Понятно, что для тех, кто стоит на такой позиции, «суверенная демократия» - понятие не просто неприемлемое. Сама цель – превращение российского народа в самоуправляющуюся конкурентоспособную нацию – прямо противоречит идеалам нашего «западничества». Хотя по идее классического российского «западничества», представленного хотя бы такими именами как Борис Чичерин, Петр Столыпин и Петр Струве, именно «суверенная» российская демократия и является наиболее желательной целью.
С точки зрения такого неподражательного «западничества» проблема построения «суверенной демократии» это проблема нахождения таких институтов, которые обеспечивали бы воспроизводство власти в политической системе. И при этом сам народ эти институты должен воспринимать как адекватные и эффективные формы выражения своей воли.
Ключевыми для любой демократической политической системы являются такие институты: парламентаризм, формирование исполнительной власти, эффективная исполнительная власть. Для политической системы в федеративном государстве добавляется еще один важнейший институт: модель взаимодействия федерального и региональных органов исполнительной власти.
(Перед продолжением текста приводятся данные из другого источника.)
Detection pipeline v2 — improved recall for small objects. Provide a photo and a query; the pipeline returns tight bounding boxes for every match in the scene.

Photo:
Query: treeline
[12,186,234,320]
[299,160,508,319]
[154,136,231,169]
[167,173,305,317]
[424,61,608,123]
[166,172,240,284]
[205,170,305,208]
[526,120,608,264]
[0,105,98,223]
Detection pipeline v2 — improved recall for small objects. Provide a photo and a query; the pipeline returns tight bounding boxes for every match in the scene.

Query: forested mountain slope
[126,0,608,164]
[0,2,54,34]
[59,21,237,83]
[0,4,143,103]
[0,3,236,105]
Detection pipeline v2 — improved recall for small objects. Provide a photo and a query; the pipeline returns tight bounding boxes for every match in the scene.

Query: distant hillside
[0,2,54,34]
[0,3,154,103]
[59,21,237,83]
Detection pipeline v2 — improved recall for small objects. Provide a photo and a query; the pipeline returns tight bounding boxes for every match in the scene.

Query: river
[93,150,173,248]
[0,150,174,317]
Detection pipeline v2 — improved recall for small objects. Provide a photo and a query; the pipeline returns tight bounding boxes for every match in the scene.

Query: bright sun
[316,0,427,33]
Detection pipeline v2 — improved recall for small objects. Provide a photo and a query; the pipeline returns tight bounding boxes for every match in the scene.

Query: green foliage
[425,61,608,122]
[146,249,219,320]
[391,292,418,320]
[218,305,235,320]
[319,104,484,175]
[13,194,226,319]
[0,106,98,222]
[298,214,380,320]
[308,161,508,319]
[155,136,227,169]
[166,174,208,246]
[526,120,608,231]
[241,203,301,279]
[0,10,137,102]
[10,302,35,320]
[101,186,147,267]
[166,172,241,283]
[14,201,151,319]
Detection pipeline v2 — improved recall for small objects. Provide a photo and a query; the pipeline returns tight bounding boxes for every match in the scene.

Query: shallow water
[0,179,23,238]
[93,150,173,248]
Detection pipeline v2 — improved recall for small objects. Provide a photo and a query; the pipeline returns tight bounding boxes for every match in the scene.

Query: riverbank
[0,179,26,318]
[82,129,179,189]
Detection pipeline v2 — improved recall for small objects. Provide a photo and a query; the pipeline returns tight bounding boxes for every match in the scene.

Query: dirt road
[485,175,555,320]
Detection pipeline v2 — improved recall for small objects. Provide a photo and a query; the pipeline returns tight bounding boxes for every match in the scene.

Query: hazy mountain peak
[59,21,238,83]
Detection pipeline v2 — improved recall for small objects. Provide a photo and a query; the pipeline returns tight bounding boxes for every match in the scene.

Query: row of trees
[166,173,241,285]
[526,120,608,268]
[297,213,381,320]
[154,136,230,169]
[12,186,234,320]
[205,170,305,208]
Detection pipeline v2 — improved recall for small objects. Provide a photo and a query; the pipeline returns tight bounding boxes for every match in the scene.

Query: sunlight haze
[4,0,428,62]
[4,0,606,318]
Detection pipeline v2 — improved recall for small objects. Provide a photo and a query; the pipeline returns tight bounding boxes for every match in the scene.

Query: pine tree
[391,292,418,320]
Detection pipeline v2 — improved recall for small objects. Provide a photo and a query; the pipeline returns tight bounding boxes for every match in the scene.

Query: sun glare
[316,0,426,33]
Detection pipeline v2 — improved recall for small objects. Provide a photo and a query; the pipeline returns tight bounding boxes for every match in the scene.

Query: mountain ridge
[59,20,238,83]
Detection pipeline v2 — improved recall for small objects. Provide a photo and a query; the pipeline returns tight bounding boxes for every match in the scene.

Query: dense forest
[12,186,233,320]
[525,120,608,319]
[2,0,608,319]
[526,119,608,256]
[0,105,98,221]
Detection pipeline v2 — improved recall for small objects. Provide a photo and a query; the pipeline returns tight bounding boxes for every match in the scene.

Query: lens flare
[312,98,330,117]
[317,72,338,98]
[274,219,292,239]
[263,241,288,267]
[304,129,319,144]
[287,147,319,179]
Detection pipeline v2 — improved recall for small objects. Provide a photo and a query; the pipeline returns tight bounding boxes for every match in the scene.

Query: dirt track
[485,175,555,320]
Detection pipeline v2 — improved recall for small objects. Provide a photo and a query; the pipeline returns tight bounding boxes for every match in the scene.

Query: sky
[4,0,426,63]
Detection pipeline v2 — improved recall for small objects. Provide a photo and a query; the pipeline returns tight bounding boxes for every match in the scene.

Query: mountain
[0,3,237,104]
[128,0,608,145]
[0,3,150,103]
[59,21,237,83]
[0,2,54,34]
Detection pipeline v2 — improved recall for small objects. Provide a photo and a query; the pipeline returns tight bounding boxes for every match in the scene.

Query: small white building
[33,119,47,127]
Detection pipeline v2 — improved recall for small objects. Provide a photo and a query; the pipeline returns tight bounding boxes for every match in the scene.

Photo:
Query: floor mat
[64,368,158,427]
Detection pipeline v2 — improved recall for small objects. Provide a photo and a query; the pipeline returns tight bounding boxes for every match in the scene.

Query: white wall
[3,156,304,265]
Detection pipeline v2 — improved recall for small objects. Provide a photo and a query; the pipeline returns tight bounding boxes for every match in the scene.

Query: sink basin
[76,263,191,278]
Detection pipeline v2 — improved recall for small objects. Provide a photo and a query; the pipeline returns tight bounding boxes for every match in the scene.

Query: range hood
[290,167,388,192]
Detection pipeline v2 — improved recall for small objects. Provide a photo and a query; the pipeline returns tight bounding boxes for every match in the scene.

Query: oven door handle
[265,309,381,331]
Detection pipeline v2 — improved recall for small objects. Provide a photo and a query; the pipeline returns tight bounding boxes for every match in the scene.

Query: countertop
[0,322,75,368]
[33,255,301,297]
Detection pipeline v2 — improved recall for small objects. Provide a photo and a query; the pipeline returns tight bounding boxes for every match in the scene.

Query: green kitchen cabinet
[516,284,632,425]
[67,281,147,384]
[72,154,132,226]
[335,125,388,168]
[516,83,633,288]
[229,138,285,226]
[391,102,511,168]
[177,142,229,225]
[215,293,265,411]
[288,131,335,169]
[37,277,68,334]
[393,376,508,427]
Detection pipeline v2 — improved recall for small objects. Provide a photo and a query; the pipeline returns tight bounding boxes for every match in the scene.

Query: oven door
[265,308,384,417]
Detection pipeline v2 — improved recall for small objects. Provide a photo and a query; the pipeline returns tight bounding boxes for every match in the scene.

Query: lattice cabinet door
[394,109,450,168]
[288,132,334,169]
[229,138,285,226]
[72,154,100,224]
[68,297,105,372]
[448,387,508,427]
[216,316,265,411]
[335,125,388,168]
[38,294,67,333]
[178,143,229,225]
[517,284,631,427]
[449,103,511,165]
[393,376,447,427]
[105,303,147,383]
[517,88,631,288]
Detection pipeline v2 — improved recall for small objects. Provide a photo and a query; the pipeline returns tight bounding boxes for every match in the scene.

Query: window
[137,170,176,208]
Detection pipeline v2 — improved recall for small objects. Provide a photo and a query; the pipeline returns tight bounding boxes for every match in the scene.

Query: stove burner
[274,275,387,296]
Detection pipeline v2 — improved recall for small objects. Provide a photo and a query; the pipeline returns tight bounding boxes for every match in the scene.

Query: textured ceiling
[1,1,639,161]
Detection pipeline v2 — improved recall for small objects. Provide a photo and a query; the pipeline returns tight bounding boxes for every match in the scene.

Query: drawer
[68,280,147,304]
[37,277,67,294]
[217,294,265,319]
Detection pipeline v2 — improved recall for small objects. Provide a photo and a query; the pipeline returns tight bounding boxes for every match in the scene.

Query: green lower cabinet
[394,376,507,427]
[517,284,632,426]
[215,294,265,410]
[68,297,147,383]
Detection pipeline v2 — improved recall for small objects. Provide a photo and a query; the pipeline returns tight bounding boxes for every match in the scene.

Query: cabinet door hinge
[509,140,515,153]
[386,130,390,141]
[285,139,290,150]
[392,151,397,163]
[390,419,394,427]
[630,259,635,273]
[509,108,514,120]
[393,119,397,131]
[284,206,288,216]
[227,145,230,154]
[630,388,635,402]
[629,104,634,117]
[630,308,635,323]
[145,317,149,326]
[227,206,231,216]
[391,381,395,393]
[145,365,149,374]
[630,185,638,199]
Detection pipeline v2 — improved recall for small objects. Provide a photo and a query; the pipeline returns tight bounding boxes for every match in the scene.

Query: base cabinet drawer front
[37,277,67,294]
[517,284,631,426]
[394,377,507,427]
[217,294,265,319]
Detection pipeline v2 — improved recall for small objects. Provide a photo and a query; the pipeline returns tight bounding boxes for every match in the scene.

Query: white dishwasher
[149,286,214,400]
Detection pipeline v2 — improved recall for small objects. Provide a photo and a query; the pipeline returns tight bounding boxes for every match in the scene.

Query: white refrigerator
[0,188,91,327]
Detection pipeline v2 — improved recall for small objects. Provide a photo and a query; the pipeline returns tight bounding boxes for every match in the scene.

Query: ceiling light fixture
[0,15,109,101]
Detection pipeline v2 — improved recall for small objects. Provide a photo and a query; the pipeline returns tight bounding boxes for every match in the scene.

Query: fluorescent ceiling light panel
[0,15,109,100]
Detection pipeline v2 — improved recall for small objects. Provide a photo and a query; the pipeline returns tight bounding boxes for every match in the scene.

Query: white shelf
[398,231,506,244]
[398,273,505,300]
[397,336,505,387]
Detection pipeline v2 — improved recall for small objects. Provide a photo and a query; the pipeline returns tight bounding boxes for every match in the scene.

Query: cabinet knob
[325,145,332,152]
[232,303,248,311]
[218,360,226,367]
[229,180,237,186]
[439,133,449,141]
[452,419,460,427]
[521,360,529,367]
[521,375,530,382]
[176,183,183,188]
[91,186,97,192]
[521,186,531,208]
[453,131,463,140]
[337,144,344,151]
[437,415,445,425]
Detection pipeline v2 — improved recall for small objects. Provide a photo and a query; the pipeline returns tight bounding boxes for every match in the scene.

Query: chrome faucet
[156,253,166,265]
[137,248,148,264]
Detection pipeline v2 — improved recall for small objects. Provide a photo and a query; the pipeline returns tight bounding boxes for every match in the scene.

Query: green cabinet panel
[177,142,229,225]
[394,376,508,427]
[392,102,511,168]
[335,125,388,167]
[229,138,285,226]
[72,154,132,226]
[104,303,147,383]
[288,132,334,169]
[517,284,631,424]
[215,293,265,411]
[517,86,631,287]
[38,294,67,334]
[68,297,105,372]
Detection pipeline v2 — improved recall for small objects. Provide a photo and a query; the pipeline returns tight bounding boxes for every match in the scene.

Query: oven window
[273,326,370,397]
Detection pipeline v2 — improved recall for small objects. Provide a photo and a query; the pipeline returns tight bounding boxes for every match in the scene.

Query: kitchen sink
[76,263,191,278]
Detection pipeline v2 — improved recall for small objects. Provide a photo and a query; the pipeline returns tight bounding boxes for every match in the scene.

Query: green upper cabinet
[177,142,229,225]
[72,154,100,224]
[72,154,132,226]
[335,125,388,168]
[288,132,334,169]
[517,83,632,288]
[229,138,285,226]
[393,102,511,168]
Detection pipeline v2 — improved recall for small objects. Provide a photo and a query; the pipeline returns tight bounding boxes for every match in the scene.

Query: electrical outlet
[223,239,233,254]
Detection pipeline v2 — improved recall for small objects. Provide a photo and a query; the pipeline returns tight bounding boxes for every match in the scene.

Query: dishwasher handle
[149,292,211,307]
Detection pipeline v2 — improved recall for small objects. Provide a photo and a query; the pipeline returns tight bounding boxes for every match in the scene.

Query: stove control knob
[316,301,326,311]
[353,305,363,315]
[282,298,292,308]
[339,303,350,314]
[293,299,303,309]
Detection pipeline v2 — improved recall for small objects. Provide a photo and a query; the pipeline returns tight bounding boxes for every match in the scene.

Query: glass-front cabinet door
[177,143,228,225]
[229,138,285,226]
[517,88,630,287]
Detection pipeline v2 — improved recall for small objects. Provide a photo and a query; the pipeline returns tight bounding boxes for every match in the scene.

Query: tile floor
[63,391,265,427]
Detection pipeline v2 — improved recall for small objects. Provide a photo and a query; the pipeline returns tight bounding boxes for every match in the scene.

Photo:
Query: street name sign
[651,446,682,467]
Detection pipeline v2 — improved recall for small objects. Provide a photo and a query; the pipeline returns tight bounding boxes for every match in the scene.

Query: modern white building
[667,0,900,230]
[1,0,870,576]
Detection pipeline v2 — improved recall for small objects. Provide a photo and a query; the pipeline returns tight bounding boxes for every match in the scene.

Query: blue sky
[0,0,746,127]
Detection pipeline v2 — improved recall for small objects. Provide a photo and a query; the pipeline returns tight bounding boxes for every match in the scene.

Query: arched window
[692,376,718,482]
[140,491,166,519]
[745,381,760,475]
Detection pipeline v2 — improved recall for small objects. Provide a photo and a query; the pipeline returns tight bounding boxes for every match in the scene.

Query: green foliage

Анализ институционального строительства и должен дать ответ на вопрос – получается ли в России, во-первых, «демократия», а, во-вторых, - «суверенная»?
 
Парламентаризм
Это - ядро либерального видения свободной государственности (free government), сформулированное еще Дж. Локком в конце XVII века. Первоначальный смысл этого института – обеспечение полноценного представительства всех групп населения перед высшей инстанцией власти в стране («короной» в Великобритании). В США, где отсутствует институт монархии, представительство в Конгрессе есть способ самопредставительства «народа». В России Федеральное собрание также есть форма самопредставительства народа, хотя и существует институт «главы государства», наделенный полномочиями, сопоставимыми с теми, которыми обладает монарх в конституционных монархиях.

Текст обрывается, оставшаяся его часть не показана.